The Militant (logo)  
   Vol. 71/No. 5           February 5, 2007  
 
 
Protesters seek justice
in killings by Houston cops
(front page)
 
BY JACQUIE HENDERSON  
HOUSTON, January 20—“It’s you, Chief Hurtt! It’s not just the officer who killed my son, it’s you!” Danita McIntosh cried out as she confronted Houston police chief Harold Hurtt at a meeting in the Greater Lighthouse Church here January 17. The Sunnyside neighborhood church is less than a block from where her son, Robert McIntosh, 23, was shot dead at a traffic stop January 8 by police officer Leonard Smith.

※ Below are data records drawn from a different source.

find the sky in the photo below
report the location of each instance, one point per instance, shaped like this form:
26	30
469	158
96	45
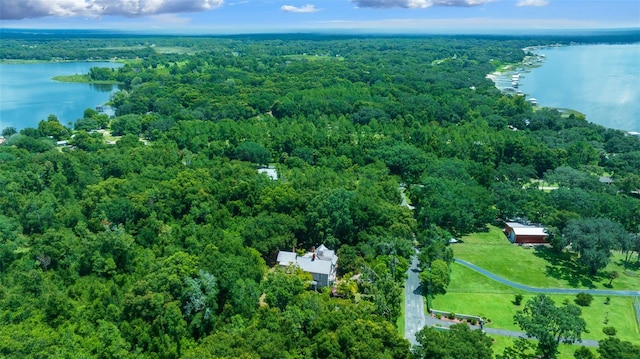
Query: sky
250	16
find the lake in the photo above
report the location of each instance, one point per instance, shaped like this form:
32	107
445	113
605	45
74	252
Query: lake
601	81
28	94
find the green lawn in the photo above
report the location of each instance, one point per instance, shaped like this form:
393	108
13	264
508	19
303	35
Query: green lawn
496	304
539	267
566	351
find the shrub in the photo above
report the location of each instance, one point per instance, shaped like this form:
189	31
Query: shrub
584	299
610	331
517	300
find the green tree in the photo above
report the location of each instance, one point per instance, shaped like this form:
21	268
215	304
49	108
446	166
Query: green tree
593	239
584	353
551	325
436	278
614	348
458	342
252	152
281	287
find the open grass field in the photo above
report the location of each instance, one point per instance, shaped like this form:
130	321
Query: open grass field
566	351
541	266
465	295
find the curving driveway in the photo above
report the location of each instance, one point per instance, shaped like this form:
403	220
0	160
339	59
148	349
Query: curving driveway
629	293
414	318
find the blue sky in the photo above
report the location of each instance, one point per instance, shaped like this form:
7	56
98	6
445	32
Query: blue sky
244	16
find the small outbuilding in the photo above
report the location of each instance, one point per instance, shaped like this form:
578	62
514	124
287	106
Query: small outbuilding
519	233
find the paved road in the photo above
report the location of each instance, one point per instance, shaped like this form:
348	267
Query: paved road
485	272
414	318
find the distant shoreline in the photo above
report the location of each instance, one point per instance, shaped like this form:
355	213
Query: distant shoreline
503	72
26	62
84	79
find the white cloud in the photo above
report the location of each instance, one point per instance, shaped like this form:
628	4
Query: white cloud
417	4
301	9
532	3
29	9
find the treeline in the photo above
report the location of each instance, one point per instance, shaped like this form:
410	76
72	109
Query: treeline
160	245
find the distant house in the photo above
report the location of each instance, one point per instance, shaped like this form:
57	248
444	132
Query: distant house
322	263
605	180
522	233
270	172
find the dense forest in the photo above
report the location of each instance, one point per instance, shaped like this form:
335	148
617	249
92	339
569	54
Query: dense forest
163	243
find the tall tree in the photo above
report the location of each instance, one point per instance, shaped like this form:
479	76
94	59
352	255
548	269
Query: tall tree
593	239
458	342
551	325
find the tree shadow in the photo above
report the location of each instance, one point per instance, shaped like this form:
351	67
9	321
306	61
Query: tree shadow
563	266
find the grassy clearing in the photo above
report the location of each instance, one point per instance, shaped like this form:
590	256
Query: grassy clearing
566	351
496	304
540	267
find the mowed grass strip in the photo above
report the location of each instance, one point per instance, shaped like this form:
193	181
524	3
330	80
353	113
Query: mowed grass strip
540	266
497	305
566	350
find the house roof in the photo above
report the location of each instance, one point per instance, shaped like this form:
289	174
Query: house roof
314	266
286	258
323	263
525	230
530	231
271	172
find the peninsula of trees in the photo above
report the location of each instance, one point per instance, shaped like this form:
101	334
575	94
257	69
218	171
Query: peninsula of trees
162	244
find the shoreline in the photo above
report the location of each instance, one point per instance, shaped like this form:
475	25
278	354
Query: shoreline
83	79
525	66
31	61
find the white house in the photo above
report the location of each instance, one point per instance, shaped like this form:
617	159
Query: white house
321	262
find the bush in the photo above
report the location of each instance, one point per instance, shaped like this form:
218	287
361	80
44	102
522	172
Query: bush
517	300
610	331
584	299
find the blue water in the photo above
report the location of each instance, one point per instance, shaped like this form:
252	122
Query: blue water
601	81
28	94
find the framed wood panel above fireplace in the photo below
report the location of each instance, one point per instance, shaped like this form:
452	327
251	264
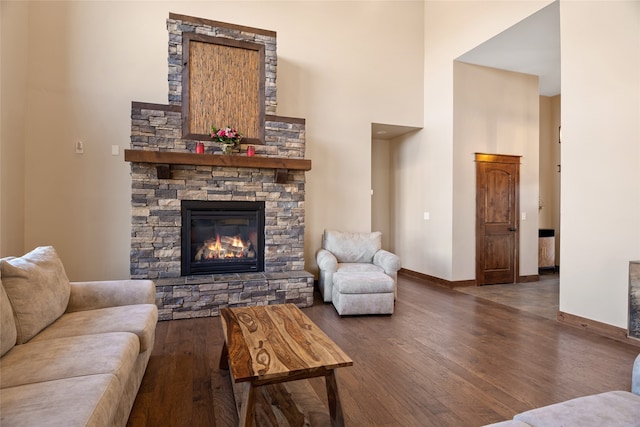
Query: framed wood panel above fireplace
223	84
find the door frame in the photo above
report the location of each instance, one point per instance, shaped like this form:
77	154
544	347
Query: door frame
507	159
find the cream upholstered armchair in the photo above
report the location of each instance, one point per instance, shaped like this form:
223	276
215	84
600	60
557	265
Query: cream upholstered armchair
356	274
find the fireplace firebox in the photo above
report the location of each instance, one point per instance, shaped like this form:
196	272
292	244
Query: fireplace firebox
222	237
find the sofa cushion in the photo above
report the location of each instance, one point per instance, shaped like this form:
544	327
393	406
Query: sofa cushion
90	401
69	357
613	408
8	332
38	289
138	319
352	247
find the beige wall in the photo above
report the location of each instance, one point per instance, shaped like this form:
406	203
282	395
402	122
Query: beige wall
495	112
339	66
451	29
13	77
600	208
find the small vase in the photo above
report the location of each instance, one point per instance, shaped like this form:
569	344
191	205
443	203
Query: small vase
228	149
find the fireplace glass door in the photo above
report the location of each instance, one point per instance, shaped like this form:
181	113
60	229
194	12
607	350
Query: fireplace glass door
222	237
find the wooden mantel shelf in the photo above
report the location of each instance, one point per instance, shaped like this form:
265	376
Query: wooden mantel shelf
281	165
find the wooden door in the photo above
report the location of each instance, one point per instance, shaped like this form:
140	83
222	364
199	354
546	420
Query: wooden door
497	206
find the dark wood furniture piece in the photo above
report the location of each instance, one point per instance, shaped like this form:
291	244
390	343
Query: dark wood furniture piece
274	344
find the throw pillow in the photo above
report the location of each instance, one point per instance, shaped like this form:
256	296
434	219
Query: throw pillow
38	289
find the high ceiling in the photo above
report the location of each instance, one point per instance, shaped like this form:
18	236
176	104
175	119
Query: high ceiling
532	46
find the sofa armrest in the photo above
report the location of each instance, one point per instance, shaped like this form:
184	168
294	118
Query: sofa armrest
110	293
388	261
326	260
635	376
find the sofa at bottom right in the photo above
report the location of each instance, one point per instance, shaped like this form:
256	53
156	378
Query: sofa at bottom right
611	409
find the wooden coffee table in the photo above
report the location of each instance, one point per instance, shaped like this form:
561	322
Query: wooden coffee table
278	343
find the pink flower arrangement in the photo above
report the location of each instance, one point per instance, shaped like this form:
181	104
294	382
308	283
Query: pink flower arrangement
226	135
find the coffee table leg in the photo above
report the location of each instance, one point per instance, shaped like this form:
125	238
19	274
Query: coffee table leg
224	357
335	408
247	408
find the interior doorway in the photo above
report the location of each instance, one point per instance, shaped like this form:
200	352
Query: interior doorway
384	140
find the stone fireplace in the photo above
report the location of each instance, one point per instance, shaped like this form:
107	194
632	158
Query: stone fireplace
222	237
197	277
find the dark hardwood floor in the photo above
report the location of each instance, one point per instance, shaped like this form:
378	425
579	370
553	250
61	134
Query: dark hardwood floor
444	358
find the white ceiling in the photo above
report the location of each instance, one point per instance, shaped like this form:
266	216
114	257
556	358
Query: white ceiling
532	46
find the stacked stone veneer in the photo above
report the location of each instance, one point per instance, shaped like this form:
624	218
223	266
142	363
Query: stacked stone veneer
156	214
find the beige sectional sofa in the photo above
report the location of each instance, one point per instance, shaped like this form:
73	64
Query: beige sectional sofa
72	354
609	409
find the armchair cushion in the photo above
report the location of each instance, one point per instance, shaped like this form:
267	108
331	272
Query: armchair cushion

“You don’t show us any respect and you have the nerve to come here and expect it from us,” she said.

The meeting, which drew more than 100 people, was the latest in a series of vigils, demonstrations, and press conferences over the last week protesting the recent killing by cops of two unarmed young men, one Black and one Latino.

Yolanda Perry, an eyewitness to McIntosh’s death, spoke to the press January 9 and was subpoenaed to testify before a grand jury the following day. Perry said she saw Smith stun McIntosh in the back with a Taser gun after stopping the car he was riding in and arresting the driver. According to Perry, Smith then handcuffed McIntosh and shot him three times. Police officials contend that they cuffed McIntosh after he was shot.

At the January 17 meeting, Perry’s husband, Rev. George Perry, said that his wife has been getting threatening phone calls since she spoke up. A young man told the audience he witnessed the shooting and was harassed into silence after trying to come forward.

On January 7, two cops killed Omar Esparza, 21, at his family’s home in Houston’s east end.

The next day, Esparza’s father, José Valle, told a press conference that he had called the cops seeking help to get his son, who was mentally ill, to the hospital. The police officers entered the house armed with Taser stun guns, pellet rifles, and hand guns drawn.

Minutes later Valle and his wife heard five gunshots coming from inside. The cops kept the family outside and gave them no information about their son’s condition for four or five hours. No ambulance arrived until three hours after the shooting.

“If I had known what the police would do, I would have never called them,” Valle said. The outrage at these police killings comes in the midst of growing opposition to cop brutality here, including the widespread use of Taser guns. Two years ago local cops and capitalist politicians introduced the Tasers, promoting them as a way to reduce the number of deadly cop shootings after public outcry against police violence. A Houston Chronicle study published January 14, however, reported that Houston cops have shot, wounded, and killed as many people since the introduction of the stun guns as before.

Police data shows that in almost 1,000 Taser shootings since December 2004, some 63 percent of those shocked were Black. A quarter of Houston’s population of 1.95 million is African American.